Boston Acoustics 525V Centre Speaker

Boston Acoustics' top center-channel model is in the conventional horizontal mold, but instead of the usual dual woofers it has a single woofer and a similarly sized passive radiator flanking a small, wide-dispersion dome tweeter. (The tweeter is the same one used in the company's HD5 minispeaker, and the woofers are very similar except that the HD5 is an acoustic-suspension system.) The idea is to prevent the off-axis response irregularities that can occur when the outputs of two or more drivers covering the same frequency range interfere with each other. Boston Acoustics also says that the Model 525v was designed and balanced in position on top of a large-screen direct-view TV, to account for the effect of the acoustically reflective video screen on its output.

The 525v's cabinet is simple and unadorned, with a black woodgrain vinyl finish and a black knit grille plus a single "style" element: the distinctively beveled corners found on all the company's HD series loudspeakers. The package is more than usually compact and quite attractive.
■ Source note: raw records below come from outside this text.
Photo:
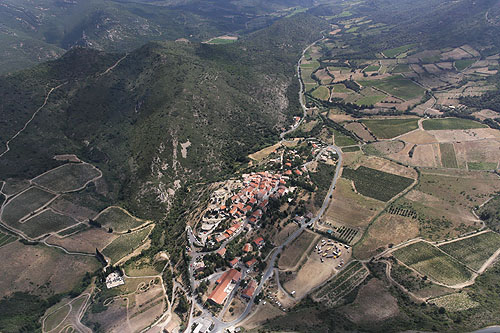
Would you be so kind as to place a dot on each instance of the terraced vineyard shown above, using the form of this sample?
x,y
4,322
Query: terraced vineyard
x,y
376,184
474,251
125,244
428,260
342,284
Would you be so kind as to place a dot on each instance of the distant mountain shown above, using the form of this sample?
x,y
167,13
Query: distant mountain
x,y
167,113
31,32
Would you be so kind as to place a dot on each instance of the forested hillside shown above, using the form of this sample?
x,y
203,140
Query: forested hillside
x,y
218,102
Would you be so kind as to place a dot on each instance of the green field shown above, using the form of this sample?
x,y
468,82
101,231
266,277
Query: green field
x,y
6,239
372,68
342,140
401,68
448,157
460,65
69,177
391,53
222,41
310,65
370,100
73,230
56,317
46,222
24,204
482,165
428,260
396,85
350,149
474,251
342,283
125,244
390,128
376,184
322,93
118,220
451,124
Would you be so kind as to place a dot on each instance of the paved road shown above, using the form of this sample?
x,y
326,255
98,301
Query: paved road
x,y
276,251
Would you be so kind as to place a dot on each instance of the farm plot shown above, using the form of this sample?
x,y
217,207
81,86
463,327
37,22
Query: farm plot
x,y
73,230
360,131
397,86
392,53
350,208
473,251
482,165
374,303
67,178
448,157
54,319
322,93
390,128
386,230
34,266
118,219
24,204
430,261
343,140
45,223
6,239
342,284
84,241
376,184
455,302
451,124
291,256
125,244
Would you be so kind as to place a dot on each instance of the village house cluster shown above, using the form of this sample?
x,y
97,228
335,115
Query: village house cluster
x,y
243,203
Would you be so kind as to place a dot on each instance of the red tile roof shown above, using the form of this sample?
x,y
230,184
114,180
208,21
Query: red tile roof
x,y
219,294
249,290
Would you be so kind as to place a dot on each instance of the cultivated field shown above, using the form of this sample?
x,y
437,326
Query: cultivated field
x,y
33,266
84,241
448,157
376,184
474,251
118,219
350,208
451,124
430,261
374,303
390,128
291,256
397,86
68,177
387,229
455,302
24,204
45,223
125,244
343,283
360,131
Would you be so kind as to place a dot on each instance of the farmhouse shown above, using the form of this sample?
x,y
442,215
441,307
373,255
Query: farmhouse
x,y
225,284
249,290
259,241
114,280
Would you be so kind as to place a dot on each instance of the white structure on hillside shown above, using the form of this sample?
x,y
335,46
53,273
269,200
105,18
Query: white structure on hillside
x,y
114,280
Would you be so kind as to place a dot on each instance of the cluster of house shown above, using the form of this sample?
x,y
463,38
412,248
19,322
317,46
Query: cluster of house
x,y
114,279
226,284
251,202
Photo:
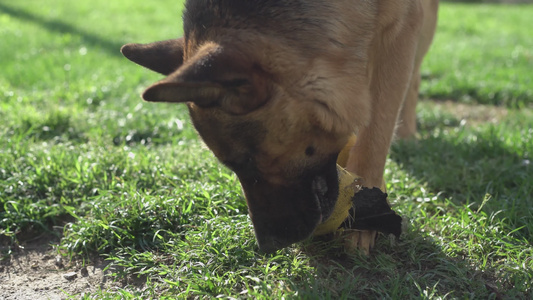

The 525v's sonic performance was exemplary in almost every respect. Tonal balance was natural, open, and detailed, with highly articulated top octaves; it matched my left/right pair very well, though with a touch less precision in the highest-treble sounds. The midrange was open and transparent, perhaps even a touch prominent in its upper reaches-not necessarily bad for a center-channel speaker. The bottom end (to about 100 Hz) was solid and defined, without the artificial upper-middle bass hump that many small speakers use to give the impression of better bass response than they really have.

The 525v handled high input power very well, producing no untoward noises with midrange inputs of 100 watts or more. Intense low frequencies (approaching 200 watts peak) did cause audible woofer distress, so using a subwoofer or Dolby Pro Logic's Normal center mode, which sends deep center-channel bass to the left and right front speakers, is probably a good idea. The speaker's radiation pattern was unusually even, with no serious change in midrange timbre until I moved beyond about 30 degrees off-axis-equivalent to sitting on the end of a 15-foot sofa in my setup. Lateral panning was smooth and well integrated.

All in all, the Boston Acoustics 525v is a very fine-sounding center speaker that should blend well with any but unusually dull-sounding main front speakers. Free of sibilance and chestiness, it's eminently suited to the task of center-channel reproduction in even ambitious home theater systems-a good value, too.